SINGAPORE - There is still no sign of an end to the dengue epidemic, with last week's figure of 267 people down with the disease the highest weekly tally in more than five years.
And 85 people have already been infected in the first three days of this week, in a continuation of a steadily growing trend since mid-December.
Dr Mukund Doshi, a private specialist in internal medicine, said he has warded more than 30 patients in Parkway East Hospital this month alone.
He has between seven and 10 patients in the hospital at any one time, compared to a norm of three to four. The hospital is near the biggest cluster of cases today - in the Telok Kurau area - where 81 residents have fallen ill.
The internist, who has been practising for more than three decades, said the illness also appears to be more severe.
"Patients' blood platelet counts drop faster than usual, there is more vomiting and diarrhoea and many have high fever," he noted.
Platelets help blood to clot. A normal person has 145,000 to 450,000 platelets per microlitre of blood. Dr Doshi said he has seen patients this month with counts of as low as 10,000.

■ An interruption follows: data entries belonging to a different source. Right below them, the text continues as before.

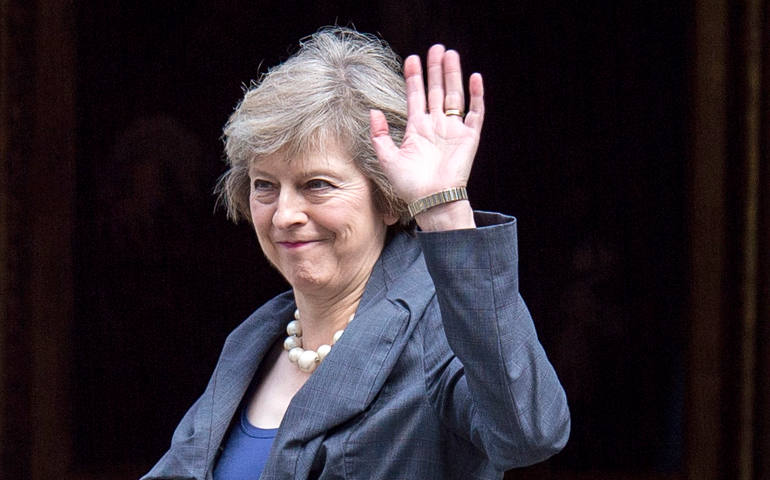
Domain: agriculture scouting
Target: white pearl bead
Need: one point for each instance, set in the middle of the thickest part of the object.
(323, 351)
(308, 360)
(291, 342)
(293, 328)
(294, 354)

But he has not seen any serious haemorrhaging cases this month, only some bleeding in the gums or nose, he added.
According to the Ministry of Health, six cases of the more serious dengue haemorrhagic fever had occurred this year.
The disease in the Telok Kurau cluster is caused primarily by the Den-1 virus.
One fear experts have is a change in the dominant virus type causing infections.
There are four dengue viruses, with Den-2 dominant in the past six years. A change in the dominant strain usually heralds a major outbreak.
Den-1 caused 10 per cent of the infections in 2011. The figure went up to 19 per cent last year, and 27 per cent in the first three weeks of this year.
A spokesman for the National Environment Agency (NEA) said about two-thirds of the mosquito-breeding sites found in the Telok Kurau area were in homes.
Mosquito breeding was also detected at several construction sites. She said the contractors at seven sites had been handed fines of between $2,000 and $5,000 while the contractors at two other sites will be taken to court for repeated offences.
The NEA no longer fogs to kill mosquitoes "as it is neither sustainable nor effective", the spokesman said. Instead, it finds and destroys mosquito-breeding areas.